By Sam Cooper | 05/12/2017

Former manager Neil Warnock's thanks to Millers fans
Neil and Sharon pictured with son William and daughter Amy

FORMER Rotherham United manager Neil Warnock has thanked Millers fans for the "brilliant" support they gave him and his wife Sharon during her battle with cancer.

Neil, who guided the Millers to Championship safety in 2016, said Sharon was cleared of breast cancer last month after being diagnosed with the condition during his time in charge at the New York Stadium.

But she now suffers with lymphoedema, which causes swelling in the bodys arms and legs.

"The support from the Rotherham fans was brilliant. It was quite emotional at the time - she just couldn't believe the response," he said.

"To be honest, though, it didn't surprise me because the fans were brilliant when I was there.

"They made it a lot easier for me too with all the travel I was doing, because it's very hard when things aren't right at home."

Sharon wrote a heartfelt letter to Millers fans last May to thank them for raising £1,000 for Cancer Research UK.

She was given the all-clear last month but Neil said the lymphoedema had really affected her confidence.

READ: "Don't blame the gaffer," says Newell

"It's always been something that Sharon worried about," Neil said.

"She thought lymphoedema was worse than the breast cancer itself because it affected everything."

Mum-of-two Sharon had to attend specialist lymphatic massage appointments, affecting her family life and routine. But she now has a specialist home treatment machine, LymphAssist, which massages the affected areas.
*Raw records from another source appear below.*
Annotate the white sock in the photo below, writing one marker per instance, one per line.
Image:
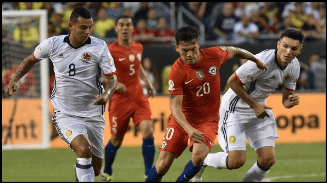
(84, 170)
(216, 160)
(255, 174)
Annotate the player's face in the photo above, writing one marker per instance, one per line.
(189, 51)
(81, 29)
(124, 28)
(288, 49)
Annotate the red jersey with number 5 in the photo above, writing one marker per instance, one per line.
(199, 84)
(127, 62)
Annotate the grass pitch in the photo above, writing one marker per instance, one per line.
(304, 162)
"We weren't aware at first of the sort of treatment and the machines that could help," Neil said.

"It seemed like a very black hole that we were in at that moment until we found a lot more out about everything.

"Now she drops our son William off at school. It fits in a lot more with family life - it's a lot more convenient."

Neil, who is now in charge at Championship side Cardiff City, said he hoped sharing Sharon's story would raise awareness of the condition, which affects more than 240,000 people across the country.

"It's amazing how many people aren't aware of what you can do to help yourself," he added.

"It's something that unless you know somebody who has got it, you don't really realise how many people are affected by it."

Sharon has also been invited to a specialist lymphoedema treatment centre in Oxford for an initial assessment later this month.